In a stunning 11th hour development in this hotly contested race, the Georgia Secretary of State reported yesterday that four voting machines slated to be used at the polls today were stolen from the vehicle of a precinct manager in Cobb County, GA, over the weekend. Adding to the intrigue, the machines were stolen Saturday, April 15th while parked at a Kroger supermarket, but the theft wasn’t reported to the Secretary of State’s office until the following Monday.
In a statement, Georgia Secretary of State Brian Kemp said, “It is unacceptable that the Cobb County Elections Office waited two days to notify my office of this theft. We have opened an investigation, and we are taking steps to ensure that it has no effect on the election tomorrow. I am confident that the results will not be compromised.”
Voting officials in Cobb County insist these aren’t the machines voters will use to cast ballots. Rather, they’re the machines that poll workers use to check voters in, and Cobb County Elections Director Janine Eveler said the stolen machines cannot be used to fraudulently vote in Tuesday’s election.
Acclaimed economist and prolific Facebook poster Robert Reich isn’t so sure. According to Reich, there is cause for concern because, “…all voting machines there – even those that weren’t stolen – are Diebold ‘Accuvote TS’ models, which have been described as ‘the worst: remote hackable, no paper trail.’”
Officials from both parties are anxious about what would normally be an unremarkable election to replace a congressman under any number of circumstances. But election watchers from all over the country will be reading the tea leaves to discern any larger meaning about Trump’s influence, or to ascertain any trends leading up to the 2018 midterm elections.
John Ossoff has come under blistering assault in the last few weeks. The Republican field is cluttered and divided, and because of the format of the primary, he only needs 50% of today’s vote to turn the deep red suburban Atlanta seat blue for the first time in decades. For weeks he’s been polling near that 50% threshold, and Republicans have been pouring resourcesinto the race to force a run-off they’re confident they will win.

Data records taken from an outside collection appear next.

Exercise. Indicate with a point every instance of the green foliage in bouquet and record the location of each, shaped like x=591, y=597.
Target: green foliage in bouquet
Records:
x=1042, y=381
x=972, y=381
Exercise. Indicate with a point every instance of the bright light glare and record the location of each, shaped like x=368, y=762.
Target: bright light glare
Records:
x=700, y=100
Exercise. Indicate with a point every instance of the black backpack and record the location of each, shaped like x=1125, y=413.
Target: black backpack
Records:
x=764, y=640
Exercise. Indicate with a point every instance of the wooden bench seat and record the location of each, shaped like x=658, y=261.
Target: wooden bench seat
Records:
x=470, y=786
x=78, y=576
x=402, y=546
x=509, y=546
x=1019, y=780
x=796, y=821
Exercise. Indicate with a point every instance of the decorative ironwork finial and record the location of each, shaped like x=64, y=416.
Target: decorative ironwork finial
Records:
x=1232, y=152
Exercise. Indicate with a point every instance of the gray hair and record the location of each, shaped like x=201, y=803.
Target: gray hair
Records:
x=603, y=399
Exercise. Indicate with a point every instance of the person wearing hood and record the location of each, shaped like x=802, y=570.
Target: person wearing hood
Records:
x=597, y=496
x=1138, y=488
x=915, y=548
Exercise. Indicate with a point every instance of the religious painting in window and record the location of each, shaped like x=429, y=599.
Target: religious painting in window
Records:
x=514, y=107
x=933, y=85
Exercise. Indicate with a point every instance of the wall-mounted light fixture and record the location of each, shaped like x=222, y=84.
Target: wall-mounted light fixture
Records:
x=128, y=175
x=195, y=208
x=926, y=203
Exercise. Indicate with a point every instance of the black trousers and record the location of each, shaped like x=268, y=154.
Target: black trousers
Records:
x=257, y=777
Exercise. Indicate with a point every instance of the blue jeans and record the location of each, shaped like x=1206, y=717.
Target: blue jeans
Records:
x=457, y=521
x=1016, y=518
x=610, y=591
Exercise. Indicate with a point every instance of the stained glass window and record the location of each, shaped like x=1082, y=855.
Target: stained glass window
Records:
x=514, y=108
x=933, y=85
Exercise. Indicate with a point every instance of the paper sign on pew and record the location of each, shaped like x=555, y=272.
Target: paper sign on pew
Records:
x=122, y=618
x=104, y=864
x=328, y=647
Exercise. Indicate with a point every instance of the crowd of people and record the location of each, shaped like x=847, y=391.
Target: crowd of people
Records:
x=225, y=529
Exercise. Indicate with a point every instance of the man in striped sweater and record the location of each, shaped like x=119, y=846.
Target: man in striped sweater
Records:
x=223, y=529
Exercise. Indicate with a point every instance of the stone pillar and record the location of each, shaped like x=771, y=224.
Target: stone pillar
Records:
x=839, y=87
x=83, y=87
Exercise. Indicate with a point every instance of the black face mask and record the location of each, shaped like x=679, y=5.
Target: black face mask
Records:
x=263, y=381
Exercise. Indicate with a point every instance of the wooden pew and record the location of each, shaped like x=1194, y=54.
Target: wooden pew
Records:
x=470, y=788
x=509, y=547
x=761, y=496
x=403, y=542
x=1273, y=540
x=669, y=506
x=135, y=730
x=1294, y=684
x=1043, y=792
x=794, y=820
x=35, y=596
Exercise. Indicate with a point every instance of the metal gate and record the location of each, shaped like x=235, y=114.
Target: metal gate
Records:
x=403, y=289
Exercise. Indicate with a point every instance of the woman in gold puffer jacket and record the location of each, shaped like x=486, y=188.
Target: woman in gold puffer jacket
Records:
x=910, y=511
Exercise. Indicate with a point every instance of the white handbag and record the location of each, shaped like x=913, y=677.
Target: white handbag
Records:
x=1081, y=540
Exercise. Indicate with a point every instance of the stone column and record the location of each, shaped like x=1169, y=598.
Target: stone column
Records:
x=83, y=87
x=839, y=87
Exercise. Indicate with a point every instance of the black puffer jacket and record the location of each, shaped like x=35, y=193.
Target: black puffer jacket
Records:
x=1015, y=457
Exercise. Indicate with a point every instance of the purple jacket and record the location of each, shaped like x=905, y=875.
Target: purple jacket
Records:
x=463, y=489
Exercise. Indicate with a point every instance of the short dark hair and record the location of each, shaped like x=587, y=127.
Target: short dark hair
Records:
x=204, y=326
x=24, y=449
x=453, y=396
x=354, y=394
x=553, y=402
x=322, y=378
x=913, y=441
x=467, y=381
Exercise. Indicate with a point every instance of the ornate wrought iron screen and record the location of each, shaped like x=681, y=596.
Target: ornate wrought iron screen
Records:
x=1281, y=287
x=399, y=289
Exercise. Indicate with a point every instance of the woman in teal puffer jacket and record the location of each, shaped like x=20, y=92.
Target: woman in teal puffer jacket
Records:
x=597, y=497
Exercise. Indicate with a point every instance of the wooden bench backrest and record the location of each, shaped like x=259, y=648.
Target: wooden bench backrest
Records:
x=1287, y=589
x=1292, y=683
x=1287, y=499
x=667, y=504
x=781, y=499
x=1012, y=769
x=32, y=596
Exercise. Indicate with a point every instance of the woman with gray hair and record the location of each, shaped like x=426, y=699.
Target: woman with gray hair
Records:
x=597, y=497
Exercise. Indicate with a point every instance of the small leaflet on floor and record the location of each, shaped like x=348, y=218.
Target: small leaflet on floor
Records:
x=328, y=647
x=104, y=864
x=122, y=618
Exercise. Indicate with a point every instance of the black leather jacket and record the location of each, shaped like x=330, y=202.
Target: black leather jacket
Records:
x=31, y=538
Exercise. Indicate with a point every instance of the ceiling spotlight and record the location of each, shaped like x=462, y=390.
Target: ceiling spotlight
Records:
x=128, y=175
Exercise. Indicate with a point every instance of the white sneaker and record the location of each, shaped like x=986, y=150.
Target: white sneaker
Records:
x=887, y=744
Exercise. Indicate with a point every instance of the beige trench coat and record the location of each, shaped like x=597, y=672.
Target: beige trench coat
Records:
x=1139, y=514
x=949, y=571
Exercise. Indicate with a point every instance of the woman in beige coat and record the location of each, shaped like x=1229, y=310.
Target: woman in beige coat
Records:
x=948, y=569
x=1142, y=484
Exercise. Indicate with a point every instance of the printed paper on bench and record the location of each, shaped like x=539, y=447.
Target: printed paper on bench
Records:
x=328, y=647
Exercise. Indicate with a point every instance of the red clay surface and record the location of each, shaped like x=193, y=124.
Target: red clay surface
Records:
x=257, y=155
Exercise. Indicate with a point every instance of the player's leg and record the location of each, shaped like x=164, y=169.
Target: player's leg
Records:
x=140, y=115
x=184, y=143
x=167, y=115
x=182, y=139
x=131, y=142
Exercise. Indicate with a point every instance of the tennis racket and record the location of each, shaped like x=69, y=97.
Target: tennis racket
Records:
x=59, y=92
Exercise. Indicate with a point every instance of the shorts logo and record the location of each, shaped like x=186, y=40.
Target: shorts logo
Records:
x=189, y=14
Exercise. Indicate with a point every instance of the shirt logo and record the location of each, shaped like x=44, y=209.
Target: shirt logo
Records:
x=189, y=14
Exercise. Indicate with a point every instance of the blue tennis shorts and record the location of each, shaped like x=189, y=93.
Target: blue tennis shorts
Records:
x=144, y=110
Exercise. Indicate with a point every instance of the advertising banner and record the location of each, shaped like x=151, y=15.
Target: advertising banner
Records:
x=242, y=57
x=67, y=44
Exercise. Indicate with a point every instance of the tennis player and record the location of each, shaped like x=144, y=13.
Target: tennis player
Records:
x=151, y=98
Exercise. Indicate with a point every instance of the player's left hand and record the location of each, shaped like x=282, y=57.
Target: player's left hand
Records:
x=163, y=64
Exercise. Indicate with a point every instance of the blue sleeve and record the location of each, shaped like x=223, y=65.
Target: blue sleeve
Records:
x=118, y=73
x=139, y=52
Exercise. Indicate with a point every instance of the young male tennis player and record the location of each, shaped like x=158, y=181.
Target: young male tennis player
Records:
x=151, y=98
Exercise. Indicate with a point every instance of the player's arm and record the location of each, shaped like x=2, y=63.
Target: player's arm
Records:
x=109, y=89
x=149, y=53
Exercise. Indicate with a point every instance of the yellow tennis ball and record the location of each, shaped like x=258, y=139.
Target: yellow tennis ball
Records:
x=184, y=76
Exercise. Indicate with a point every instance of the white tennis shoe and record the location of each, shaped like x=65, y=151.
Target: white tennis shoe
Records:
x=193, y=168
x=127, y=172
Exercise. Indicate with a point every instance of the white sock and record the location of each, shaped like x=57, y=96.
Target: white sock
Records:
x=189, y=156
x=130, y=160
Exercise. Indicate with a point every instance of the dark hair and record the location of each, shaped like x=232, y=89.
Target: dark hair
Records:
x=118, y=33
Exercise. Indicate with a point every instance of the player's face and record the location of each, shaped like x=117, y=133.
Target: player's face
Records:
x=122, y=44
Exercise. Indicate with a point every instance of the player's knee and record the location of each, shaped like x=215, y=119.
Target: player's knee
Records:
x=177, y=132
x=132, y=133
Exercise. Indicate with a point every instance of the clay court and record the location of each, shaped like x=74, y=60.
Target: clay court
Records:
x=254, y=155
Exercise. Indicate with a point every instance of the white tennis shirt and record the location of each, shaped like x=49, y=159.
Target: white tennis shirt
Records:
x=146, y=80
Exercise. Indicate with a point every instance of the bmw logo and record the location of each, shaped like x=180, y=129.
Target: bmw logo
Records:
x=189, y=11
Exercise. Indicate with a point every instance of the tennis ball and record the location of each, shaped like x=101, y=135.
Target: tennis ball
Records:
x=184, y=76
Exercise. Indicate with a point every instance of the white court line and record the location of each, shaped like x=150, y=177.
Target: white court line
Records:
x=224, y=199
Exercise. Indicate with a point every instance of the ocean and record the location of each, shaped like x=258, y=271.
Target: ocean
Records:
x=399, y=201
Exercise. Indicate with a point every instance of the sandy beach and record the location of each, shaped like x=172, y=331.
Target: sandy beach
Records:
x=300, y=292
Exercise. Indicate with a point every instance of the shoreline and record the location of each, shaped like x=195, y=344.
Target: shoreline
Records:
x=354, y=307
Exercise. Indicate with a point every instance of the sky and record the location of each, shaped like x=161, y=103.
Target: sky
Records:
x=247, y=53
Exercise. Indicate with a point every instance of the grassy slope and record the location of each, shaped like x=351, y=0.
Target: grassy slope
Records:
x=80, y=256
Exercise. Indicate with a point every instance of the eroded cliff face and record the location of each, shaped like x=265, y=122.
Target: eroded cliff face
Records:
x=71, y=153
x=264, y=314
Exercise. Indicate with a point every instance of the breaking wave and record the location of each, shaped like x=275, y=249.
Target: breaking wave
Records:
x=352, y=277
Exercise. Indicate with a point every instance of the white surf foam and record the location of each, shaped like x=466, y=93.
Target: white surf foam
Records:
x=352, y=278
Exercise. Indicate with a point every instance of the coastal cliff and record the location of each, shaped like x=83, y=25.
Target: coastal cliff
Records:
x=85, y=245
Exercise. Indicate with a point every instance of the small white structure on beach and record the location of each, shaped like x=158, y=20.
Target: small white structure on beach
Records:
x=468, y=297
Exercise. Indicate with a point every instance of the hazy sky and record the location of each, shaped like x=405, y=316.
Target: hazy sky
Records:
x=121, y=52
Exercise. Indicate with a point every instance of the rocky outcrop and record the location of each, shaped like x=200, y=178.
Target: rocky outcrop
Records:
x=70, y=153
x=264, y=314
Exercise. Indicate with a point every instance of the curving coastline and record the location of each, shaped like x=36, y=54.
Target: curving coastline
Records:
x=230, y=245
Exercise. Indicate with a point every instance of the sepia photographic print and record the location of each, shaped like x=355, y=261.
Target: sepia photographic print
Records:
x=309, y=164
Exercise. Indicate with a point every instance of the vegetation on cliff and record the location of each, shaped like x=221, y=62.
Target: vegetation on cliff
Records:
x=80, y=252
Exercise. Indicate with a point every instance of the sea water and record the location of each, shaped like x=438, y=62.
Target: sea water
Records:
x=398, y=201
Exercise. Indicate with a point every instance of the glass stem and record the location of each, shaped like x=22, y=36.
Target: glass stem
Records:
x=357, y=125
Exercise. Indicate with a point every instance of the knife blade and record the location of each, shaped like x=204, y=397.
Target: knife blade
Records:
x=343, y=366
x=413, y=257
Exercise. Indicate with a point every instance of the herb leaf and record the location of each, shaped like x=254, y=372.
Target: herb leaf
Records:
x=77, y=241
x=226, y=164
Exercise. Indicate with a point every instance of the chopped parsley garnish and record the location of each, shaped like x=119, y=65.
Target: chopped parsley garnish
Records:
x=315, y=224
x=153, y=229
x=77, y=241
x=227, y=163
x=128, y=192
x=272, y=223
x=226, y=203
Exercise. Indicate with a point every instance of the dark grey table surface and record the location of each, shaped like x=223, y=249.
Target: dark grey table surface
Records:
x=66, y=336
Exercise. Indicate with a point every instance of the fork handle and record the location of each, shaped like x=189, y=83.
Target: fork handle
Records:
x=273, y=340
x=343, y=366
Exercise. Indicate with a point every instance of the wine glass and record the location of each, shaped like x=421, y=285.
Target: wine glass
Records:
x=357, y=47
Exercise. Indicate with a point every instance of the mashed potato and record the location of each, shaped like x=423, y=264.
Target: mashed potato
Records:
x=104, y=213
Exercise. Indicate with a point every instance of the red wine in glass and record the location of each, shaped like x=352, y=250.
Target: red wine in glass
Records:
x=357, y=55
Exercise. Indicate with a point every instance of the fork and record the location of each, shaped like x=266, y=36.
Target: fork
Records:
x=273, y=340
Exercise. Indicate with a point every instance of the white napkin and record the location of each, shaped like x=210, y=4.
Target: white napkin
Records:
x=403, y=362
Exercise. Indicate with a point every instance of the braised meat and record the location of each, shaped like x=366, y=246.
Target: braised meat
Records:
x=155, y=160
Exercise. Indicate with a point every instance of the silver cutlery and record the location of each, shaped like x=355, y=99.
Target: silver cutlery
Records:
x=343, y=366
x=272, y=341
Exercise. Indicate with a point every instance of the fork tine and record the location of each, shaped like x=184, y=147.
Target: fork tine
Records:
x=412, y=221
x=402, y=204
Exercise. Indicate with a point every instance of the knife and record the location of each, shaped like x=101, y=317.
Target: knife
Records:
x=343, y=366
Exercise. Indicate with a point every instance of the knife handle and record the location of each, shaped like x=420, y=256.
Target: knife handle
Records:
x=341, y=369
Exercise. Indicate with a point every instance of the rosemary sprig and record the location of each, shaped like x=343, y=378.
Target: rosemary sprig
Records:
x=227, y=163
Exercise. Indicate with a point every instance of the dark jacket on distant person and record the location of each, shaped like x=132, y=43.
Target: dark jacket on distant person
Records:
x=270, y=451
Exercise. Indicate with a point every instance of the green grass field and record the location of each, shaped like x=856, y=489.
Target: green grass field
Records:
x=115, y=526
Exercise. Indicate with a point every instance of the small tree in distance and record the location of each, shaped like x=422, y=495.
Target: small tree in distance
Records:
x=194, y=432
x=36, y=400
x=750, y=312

President Trump recorded a last-minute robocall in which he said, among other things, “If you don’t vote tomorrow, Ossoff will raise your taxes, destroy your health care and flood our country with illegal immigrants.” He’s even been attacking Ossoff on Twitter, urging his followers to “vote Republican” at the polls today.
In the grand scheme of things, a Democratic upset today wouldn’t change the voting dynamics in the current congress much. The GOP will still enjoy a comfortable majority in the House of Representatives. An Ossoff win, however, would squash Trump’s ego, and it could stop cold any remaining momentum Speaker Paul Ryan and Republicans in congress may have left.